Messaging and event sourcing

By kellabyte  //  Messaging  //  5 Comments

In the event sourcing communities sometimes I hear anti-messaging statements that messaging increases complexity and messaging increases coupling so you should avoid it. I find this strange because when I look at a lot of these event sourcing implementations I can identify several messaging patterns. They are already doing messaging.

An event store is a queue and your aggregates and projections are subscribers of streams. Message queues sometimes call this a topic but there are many varying names for the same thing.

It’s important to remember not to get so hung up on the names of things and to identify the patterns.

Some event store middleware is messaging middleware

Both store messages in-order. Both allow subscribing to a topic (event stores call this a stream id).

What is the difference between Greg Young’s event store that is fronted by a HTTP AtomPub API and Azure Service Bus fronted by a HTTP AtomPub API?

Some event stores are even adding various messaging protocol support.

[tweet https://twitter.com/GetEventStore/status/379987176412684288]

Certainly both have many more features that differentiate from each other and these are only 2 implementations of many but there are common underlining patterns between them.


My opinion is many event sourced systems I’m seeing are message-oriented publish/subscribe systems so these anti-messaging statements conflict.

  • Greg Young

    I’m not sure how anyone would ever get the opinion that event sourcing is not messaging? Projections are also a form of cep. Hell we call it a “message stream”.

    How could anyone think it’s not messaging?


  • http://gorodinski.com Lev Gorodinski

    “An event store is a queue”

    This isn’t entirely valid. Making EventStore a queue is what the referenced Twitter conversation is about. It doesn’t currently provide queuing support because it is up to the subscribers to maintain their position in the stream. Making EventStore support this would be quite straightforward and then supporting competing consumers from there wouldn’t be much more – it would effectively be something akin to Kafka.

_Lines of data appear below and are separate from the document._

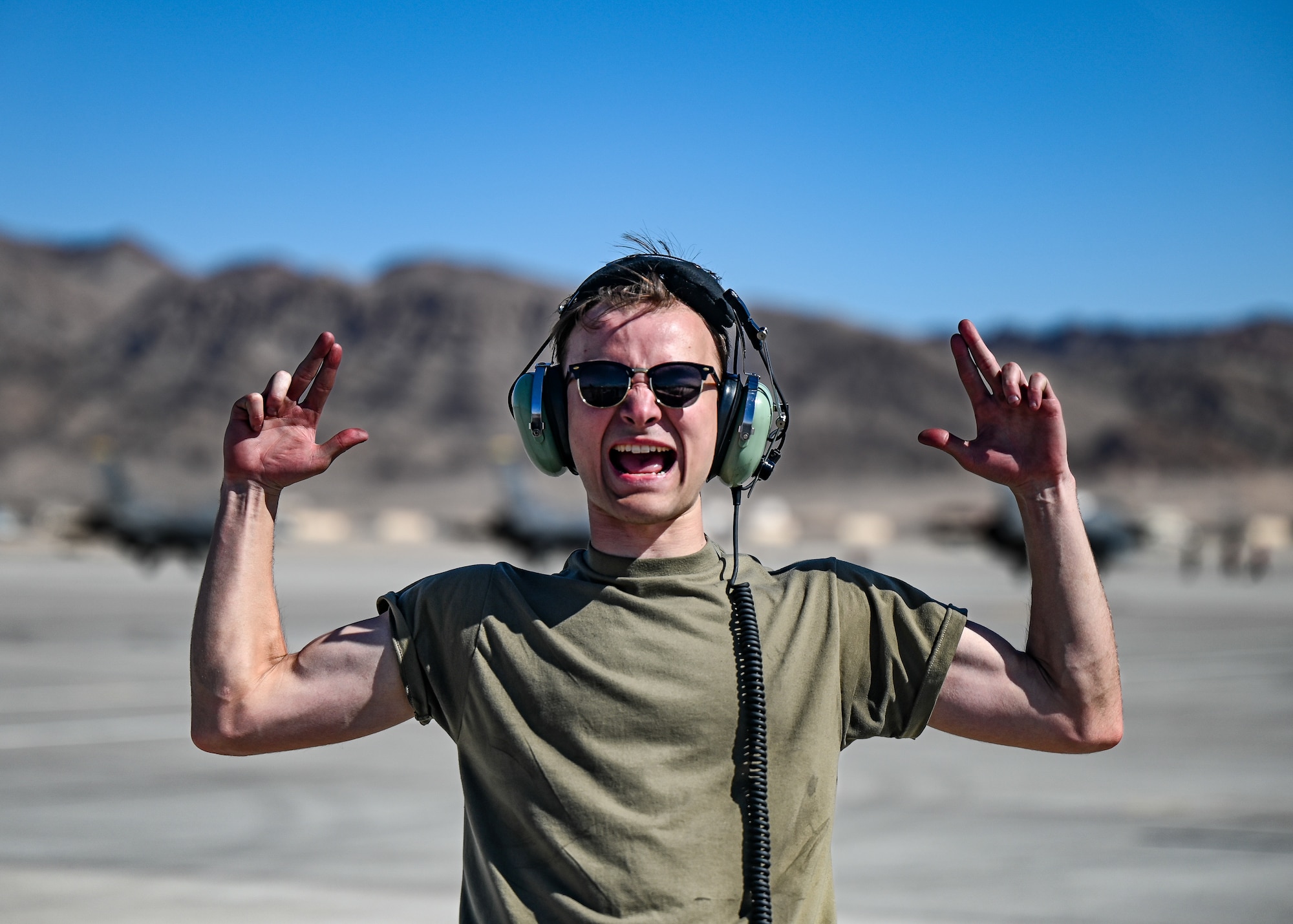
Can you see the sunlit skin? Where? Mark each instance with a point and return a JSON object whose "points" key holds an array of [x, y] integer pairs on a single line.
{"points": [[654, 514], [253, 695]]}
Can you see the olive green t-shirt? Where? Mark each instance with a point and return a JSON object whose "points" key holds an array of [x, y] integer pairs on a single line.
{"points": [[595, 713]]}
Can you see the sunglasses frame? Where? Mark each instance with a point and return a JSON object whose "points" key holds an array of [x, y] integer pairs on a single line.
{"points": [[707, 372]]}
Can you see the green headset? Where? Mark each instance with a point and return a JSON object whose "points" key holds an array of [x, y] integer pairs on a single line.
{"points": [[753, 416]]}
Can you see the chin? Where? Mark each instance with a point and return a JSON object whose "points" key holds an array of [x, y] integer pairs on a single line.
{"points": [[648, 510]]}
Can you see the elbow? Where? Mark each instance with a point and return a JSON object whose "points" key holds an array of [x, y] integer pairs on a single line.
{"points": [[219, 733], [1097, 733], [1102, 739]]}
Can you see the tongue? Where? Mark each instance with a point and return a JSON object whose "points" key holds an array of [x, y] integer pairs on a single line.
{"points": [[642, 464]]}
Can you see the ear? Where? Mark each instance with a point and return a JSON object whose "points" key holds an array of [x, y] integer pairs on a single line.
{"points": [[557, 412], [539, 436], [743, 457], [730, 404]]}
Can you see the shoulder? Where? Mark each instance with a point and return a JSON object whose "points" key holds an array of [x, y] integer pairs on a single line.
{"points": [[854, 580], [470, 577]]}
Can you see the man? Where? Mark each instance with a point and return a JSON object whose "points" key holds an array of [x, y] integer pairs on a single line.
{"points": [[595, 711]]}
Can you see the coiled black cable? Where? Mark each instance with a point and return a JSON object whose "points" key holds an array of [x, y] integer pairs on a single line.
{"points": [[754, 752]]}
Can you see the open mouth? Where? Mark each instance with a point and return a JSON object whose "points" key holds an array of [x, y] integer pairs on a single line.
{"points": [[638, 458]]}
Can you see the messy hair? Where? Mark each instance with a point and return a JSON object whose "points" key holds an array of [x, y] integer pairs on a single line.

  • http://blog.peterritchie.com Peter Ritchie

    Events are messages…

    An event store is a data store of events (messages) that can be “replayed” or retrieved in order–that’s a queue, by definition. It’s not a general-purpose “message queue”, sure; but it’s still a queue.

  • http://www.allthingsdork.com Jeff Smith

    There’s always an “anti” group it seems. Sometimes it leads to better implementations and then sometimes it just de-rails the community for a little bit. :-)

    Love your point about not hanging on terms and identifying patterns.

  • asd

    I like to view an event store as a non-destructive database.